México, 15 de mayo (La Razón).-Vamos recorriendo caminos cada vez más inquietantes. Hace unos días el gobierno de Nuevo León y las autoridades federales anunciaron una etapa más del operativo conjunto que tiene como finalidad recuperar la seguridad y la tranquilidad en ese estado del país.
El domingo fueron arrojados los cadáveres, desmembrados, de 49 personas en la carretera de Cadereyta a Reynosa.
La puesta en escena, por demás macabra, tiene que ver con el pleito entre las distintas bandas criminales (en este caso Los Zetas y el cártel del Pacífico) que están empeñadas en escalar su propio nivel de atrocidad, que ya de suyo es bastante alto.
Hay que señalar que se desconoce la identidad de las víctimas y es probable que se trate de migrantes.
Lo anterior representa, sin duda, un reto para cada uno de los niveles de gobierno y es una muestra más de que los bandidos tienen una agenda y tratan de incidir en el ánimo de la sociedad.
Ante esto lo que falta, sin duda, es una política de anticipación, que impida que la ola de sangre continúe robusteciéndose.
Hay una clara responsabilidad de la autoridad, porque hechos como el de Cadereyta hablan de la ausencia de eficacia policial, por decir lo menos. Se puede asesinar a 49 personas porque hay un alto grado de impunidad, sobre todo en lo que se refiere a la actuación cotidiana de los criminales.
A esto hay que sumar la complicidad que debe existir para que una situación así se consume.
¿Quién cuida las carreteras? ¿Hay avisos tempranos sobre la desaparición de personas? Si las víctimas eran extranjeras ¿cómo ingresaron al país? ¿Dónde fueron secuestradas?
Pero más aún: ¿qué se hizo, en los últimos años, para evitar que los grupos criminales continúen reclutando jóvenes?
La velocidad y los esfuerzos del gobierno estatal por contar con una mejor policía no están dando los resultados requeridos.

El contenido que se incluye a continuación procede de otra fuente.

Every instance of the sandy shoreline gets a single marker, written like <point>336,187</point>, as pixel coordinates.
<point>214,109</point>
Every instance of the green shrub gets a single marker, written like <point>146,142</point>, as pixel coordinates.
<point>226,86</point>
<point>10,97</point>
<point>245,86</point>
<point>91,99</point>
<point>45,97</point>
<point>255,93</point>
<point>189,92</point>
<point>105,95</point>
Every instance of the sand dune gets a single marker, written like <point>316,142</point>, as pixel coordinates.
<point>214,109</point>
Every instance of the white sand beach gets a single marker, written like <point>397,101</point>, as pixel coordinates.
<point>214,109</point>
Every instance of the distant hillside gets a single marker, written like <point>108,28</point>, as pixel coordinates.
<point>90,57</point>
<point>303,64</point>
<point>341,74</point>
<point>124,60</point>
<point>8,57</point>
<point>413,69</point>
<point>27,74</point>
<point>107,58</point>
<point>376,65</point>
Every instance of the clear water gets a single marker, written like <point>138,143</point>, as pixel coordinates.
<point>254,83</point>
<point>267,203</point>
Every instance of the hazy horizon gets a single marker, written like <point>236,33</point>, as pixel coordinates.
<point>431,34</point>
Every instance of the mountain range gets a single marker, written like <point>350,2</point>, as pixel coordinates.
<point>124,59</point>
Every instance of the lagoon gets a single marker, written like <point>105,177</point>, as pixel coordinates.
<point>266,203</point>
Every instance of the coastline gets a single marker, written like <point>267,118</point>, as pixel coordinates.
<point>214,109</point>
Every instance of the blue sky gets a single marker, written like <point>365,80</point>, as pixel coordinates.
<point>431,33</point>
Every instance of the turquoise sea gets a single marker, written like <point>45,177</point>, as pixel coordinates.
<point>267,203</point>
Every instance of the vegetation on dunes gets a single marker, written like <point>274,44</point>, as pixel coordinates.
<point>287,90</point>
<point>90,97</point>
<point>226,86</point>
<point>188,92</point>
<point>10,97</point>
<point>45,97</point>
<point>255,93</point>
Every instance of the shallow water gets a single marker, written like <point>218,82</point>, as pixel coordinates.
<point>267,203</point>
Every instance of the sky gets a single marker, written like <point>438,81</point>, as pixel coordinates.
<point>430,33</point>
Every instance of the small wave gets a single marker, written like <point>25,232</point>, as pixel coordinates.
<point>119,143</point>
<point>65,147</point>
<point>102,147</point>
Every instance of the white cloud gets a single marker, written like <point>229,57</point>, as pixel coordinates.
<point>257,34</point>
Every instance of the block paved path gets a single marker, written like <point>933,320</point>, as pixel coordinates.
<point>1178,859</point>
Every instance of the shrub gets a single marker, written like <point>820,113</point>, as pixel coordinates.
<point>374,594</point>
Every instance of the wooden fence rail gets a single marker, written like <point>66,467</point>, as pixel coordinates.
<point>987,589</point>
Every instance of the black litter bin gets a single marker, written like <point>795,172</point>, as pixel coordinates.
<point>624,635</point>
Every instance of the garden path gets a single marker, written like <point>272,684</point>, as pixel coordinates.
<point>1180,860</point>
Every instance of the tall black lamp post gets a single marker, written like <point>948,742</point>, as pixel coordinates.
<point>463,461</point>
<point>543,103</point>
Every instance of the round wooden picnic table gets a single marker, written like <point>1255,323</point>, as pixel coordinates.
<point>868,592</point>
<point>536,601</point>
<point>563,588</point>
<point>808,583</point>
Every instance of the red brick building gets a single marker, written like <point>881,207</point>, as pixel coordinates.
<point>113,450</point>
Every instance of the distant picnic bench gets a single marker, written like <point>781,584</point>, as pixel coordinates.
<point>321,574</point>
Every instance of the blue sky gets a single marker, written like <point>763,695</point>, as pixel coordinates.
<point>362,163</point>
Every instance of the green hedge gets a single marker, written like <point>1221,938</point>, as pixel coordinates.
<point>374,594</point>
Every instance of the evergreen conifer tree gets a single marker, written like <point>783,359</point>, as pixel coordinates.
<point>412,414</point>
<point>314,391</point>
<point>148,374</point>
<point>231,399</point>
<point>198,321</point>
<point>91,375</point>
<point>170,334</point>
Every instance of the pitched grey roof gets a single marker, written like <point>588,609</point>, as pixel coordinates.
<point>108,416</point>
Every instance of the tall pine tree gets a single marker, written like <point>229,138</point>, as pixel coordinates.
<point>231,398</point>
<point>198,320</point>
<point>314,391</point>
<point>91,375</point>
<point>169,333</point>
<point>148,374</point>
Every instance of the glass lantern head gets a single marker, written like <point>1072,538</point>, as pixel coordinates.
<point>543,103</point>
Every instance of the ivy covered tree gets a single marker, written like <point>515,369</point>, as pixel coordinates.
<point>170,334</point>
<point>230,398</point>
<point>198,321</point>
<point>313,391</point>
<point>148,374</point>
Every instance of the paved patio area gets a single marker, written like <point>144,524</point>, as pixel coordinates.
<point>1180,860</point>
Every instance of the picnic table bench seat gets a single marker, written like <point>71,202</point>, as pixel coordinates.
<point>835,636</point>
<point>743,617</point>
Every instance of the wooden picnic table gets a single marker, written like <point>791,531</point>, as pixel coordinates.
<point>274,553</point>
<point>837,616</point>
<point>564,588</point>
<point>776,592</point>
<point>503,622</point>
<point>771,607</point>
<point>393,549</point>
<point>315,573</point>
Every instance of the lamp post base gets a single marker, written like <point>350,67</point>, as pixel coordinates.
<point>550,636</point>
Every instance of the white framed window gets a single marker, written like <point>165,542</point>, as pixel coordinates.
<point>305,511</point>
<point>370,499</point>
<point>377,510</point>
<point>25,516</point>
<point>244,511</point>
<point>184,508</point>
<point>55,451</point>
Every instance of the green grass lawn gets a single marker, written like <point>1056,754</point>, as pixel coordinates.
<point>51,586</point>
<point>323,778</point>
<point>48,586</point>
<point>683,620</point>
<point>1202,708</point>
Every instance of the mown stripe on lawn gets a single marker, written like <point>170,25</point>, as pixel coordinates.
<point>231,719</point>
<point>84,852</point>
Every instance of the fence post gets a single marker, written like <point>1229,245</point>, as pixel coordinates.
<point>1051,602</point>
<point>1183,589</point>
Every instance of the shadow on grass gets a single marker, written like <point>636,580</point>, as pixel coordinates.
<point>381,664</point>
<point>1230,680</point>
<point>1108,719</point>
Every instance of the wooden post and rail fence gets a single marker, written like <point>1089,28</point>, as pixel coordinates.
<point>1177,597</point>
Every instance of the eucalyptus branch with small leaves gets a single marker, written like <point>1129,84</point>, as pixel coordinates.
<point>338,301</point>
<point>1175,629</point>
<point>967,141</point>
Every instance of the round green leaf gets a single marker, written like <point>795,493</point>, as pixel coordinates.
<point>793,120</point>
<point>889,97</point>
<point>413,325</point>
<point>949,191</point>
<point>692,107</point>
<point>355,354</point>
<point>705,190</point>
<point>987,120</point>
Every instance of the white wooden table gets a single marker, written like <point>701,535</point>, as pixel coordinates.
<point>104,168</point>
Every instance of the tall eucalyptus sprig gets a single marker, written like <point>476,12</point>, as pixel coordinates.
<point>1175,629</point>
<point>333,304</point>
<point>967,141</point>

La falta de una policía profesional impide que se cuente con acervos de inteligencia que prevengan los estallidos de inseguridad y que proporcionen información para detener a los criminales en fases tempranas, cuando tienen posibilidades de rehabilitación y no han sido “preparados” por delincuentes de mayor experiencia.
La presencia federal, ya se sabe, es subsidiaria y temporal, pero tampoco está haciendo la diferencia.
El drama de Nuevo León, de alguna manera, tiene que ver con un esfuerzo genuino por mejorar la seguridad, frente a delincuentes cada día más violentos y mejor armados.
Parece una cantaleta, pero no sobra insistir en que se tendrá que reconstruir el tejido social para propiciar motivos de esperanza para quienes pueden ser presa de reclutamiento de los criminales y para impedir que la descomposición avance.
Dentro de esta etapa terrible, hay motivos para pensar que todo será mejor y tienen que ver con el compromiso y la participación de la sociedad de Nuevo León para revertir lo que está ocurriendo.
Es ahí, en la propia comunidad, donde se debe decir no al poder criminal y a su abecedario de la barbarie, a ese que quieren acostumbrarnos.